Por fim, se não bastassem as razões aqui invocadas para a fuga de José para Nazaré, há esta que não pode ser esquecida. É graças à grande procura por mão de obra especializada em construção, resultante da empreitada levada a cabo por Herodes Antipas, que José consegue emprego e estabilidade na sua nova vida em Nazaré, que não fica muito distante de Séforis. Por isso é que iremos vê-lo, nestes primeiros anos da sua vida na Galiléia, no lombo do seu burrico, nas primeiras horas da manhã, a vencer os cinco ou seis quilômetros que separam sua pequena aldeia da cosmopolita Séforis. Depois o encontraremos a trabalhar nos canteiros das grandes obras que aquele rei ergue pela cidade toda, exercendo a profissão que herdou do pai. Lá está ele, com o menino Judas a assisti-lo, serrando vigas, aplainando traves e cavando os caixilhos onde elas se ajustarão para servir de suporte para os telhados dos palácios, fortalezas e prédios públicos que Antipas ergue na capital da sua tetrarquia, em substituição aos que a fúria romana derrubou.

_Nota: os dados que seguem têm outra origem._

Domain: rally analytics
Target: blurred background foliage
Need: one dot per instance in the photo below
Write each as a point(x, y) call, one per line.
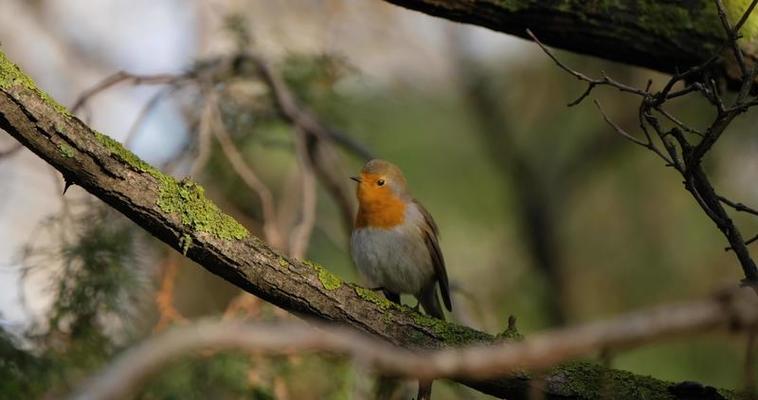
point(545, 213)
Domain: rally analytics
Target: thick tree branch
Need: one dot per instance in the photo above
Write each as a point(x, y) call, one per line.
point(126, 374)
point(178, 213)
point(666, 36)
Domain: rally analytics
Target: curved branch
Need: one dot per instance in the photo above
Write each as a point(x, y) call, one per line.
point(129, 371)
point(665, 36)
point(178, 213)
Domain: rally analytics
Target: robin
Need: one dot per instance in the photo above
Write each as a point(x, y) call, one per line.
point(394, 243)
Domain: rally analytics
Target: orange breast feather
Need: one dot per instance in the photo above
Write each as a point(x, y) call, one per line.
point(378, 207)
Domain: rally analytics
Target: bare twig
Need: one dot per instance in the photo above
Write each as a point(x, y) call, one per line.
point(301, 233)
point(11, 150)
point(604, 81)
point(147, 109)
point(319, 140)
point(124, 376)
point(750, 362)
point(687, 158)
point(164, 297)
point(204, 132)
point(120, 77)
point(271, 230)
point(646, 144)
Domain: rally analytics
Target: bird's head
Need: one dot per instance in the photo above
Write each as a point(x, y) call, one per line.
point(380, 181)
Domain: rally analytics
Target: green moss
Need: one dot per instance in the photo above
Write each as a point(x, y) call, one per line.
point(327, 279)
point(11, 75)
point(590, 381)
point(184, 198)
point(66, 150)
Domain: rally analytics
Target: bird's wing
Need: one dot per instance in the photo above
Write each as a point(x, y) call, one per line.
point(431, 232)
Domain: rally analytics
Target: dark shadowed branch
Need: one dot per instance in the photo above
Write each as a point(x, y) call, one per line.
point(178, 213)
point(686, 153)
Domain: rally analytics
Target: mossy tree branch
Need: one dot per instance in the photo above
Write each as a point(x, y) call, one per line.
point(667, 36)
point(177, 213)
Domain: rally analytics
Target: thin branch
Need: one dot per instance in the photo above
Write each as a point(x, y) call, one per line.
point(737, 308)
point(204, 132)
point(731, 37)
point(648, 145)
point(745, 16)
point(164, 297)
point(150, 106)
point(738, 206)
point(301, 233)
point(271, 231)
point(750, 363)
point(120, 77)
point(604, 81)
point(11, 150)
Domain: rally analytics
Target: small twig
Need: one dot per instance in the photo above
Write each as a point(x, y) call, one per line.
point(301, 233)
point(119, 77)
point(271, 230)
point(204, 132)
point(750, 362)
point(648, 145)
point(738, 206)
point(745, 16)
point(678, 122)
point(747, 242)
point(147, 109)
point(605, 81)
point(164, 297)
point(11, 150)
point(732, 37)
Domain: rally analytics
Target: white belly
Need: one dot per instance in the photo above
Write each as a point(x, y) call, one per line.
point(395, 259)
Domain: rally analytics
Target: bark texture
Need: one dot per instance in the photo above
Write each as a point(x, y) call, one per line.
point(667, 36)
point(178, 213)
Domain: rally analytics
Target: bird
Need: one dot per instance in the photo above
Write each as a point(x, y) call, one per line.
point(395, 243)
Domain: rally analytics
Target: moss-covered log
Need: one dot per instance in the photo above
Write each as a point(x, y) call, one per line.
point(178, 213)
point(663, 35)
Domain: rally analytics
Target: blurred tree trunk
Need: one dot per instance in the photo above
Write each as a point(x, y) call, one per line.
point(666, 36)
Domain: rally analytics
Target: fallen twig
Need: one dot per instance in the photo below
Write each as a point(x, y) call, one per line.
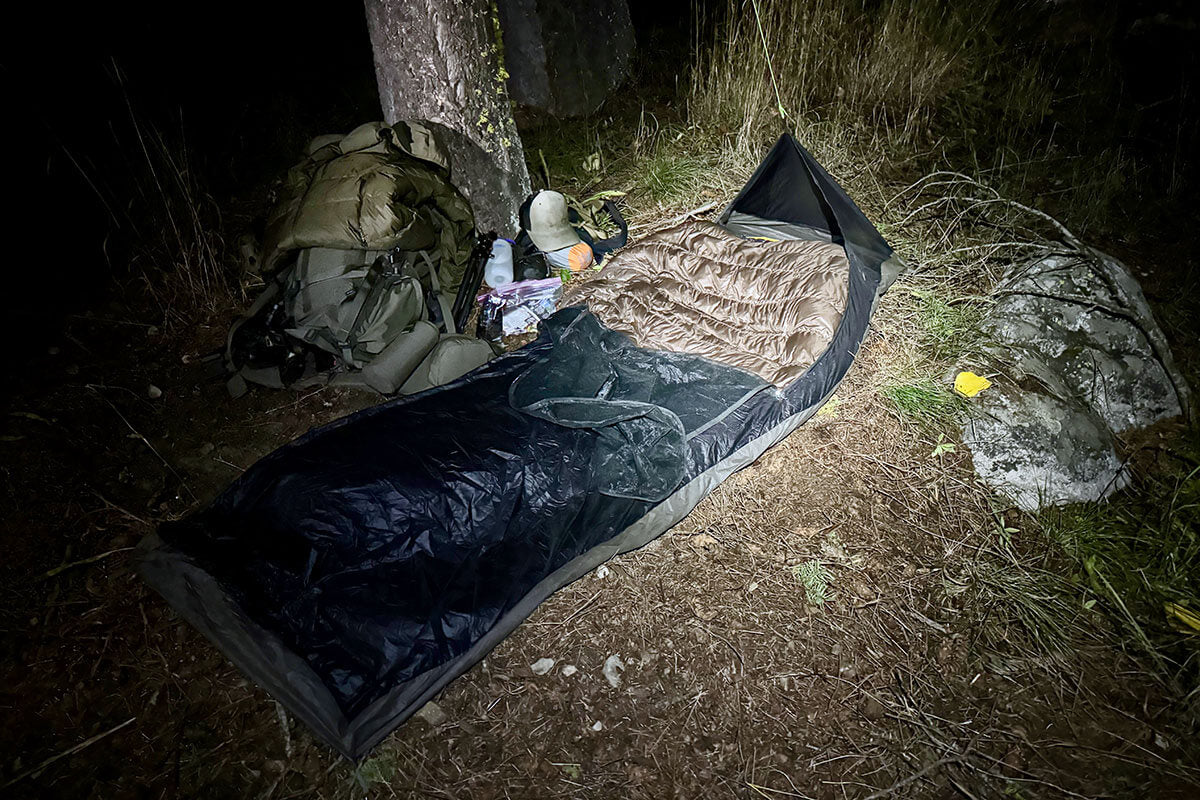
point(65, 753)
point(64, 567)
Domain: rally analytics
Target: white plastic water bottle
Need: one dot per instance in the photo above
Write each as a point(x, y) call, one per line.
point(499, 264)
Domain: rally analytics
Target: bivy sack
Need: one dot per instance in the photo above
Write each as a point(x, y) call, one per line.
point(357, 571)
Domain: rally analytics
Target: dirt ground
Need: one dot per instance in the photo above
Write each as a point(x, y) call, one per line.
point(827, 624)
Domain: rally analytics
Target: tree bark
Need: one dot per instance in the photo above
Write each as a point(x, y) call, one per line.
point(439, 61)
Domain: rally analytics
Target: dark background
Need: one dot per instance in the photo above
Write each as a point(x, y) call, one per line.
point(244, 85)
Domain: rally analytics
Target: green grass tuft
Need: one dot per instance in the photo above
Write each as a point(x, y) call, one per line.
point(814, 577)
point(922, 400)
point(672, 178)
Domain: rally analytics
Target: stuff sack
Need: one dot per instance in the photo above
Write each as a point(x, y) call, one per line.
point(353, 318)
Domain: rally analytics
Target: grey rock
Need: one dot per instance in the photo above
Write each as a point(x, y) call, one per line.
point(1077, 332)
point(612, 669)
point(1038, 450)
point(1080, 325)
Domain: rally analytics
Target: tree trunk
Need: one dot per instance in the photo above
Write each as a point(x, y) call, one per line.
point(439, 61)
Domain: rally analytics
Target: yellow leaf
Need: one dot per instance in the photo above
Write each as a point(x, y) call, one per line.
point(1183, 614)
point(970, 384)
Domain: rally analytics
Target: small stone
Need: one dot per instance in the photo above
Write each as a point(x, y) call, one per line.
point(873, 709)
point(612, 668)
point(432, 714)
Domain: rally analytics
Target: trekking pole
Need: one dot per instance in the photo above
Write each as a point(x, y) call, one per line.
point(771, 67)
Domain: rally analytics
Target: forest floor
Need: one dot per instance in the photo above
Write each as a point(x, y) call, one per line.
point(850, 617)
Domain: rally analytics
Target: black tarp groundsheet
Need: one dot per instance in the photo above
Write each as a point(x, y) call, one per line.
point(358, 570)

Passa nisso os três primeiros anos dessa sua nova vida e nesse ínterim vai ganhando fama como bom carpinteiro, o que lhe permite, terminadas as obras de construção em que trabalhou todo esse tempo, montar sua própria carpintaria nos fundos da pequena casa que construiu em Nazaré.
Eis, pois, como vemos as coisas se passarem. De forma singela e lógica aportou a família do carpinteiro em Nazaré e ali habitará até os dias em que de lá tiver que sair por causa dos sucessos do filho de Maria. Nada mais conseguimos imaginar para dar cobro á história da sua migração para Nazaré, a não ser concordar que o filho de Maria, a partir desse momento assumisse a condição de nazareno. Fosse pelo fato de ter crescido em Nazaré e esse adjetivo ter-lhe sido chumbado por razões de geografia, ou por que Maria, em razão dos sucessos já referidos aqui, o tenha consagrado ao serviço do Senhor de Israel, a verdade é que por esse qualificativo ele ficou conhecido. Como Sansão, o forte, seus cabelos nunca conheceram navalha. E nisso também podemos dizer que não contou mentiras o cronista que deu essa informação. E foi por isso que ele veio a ser chamado O Nazareno.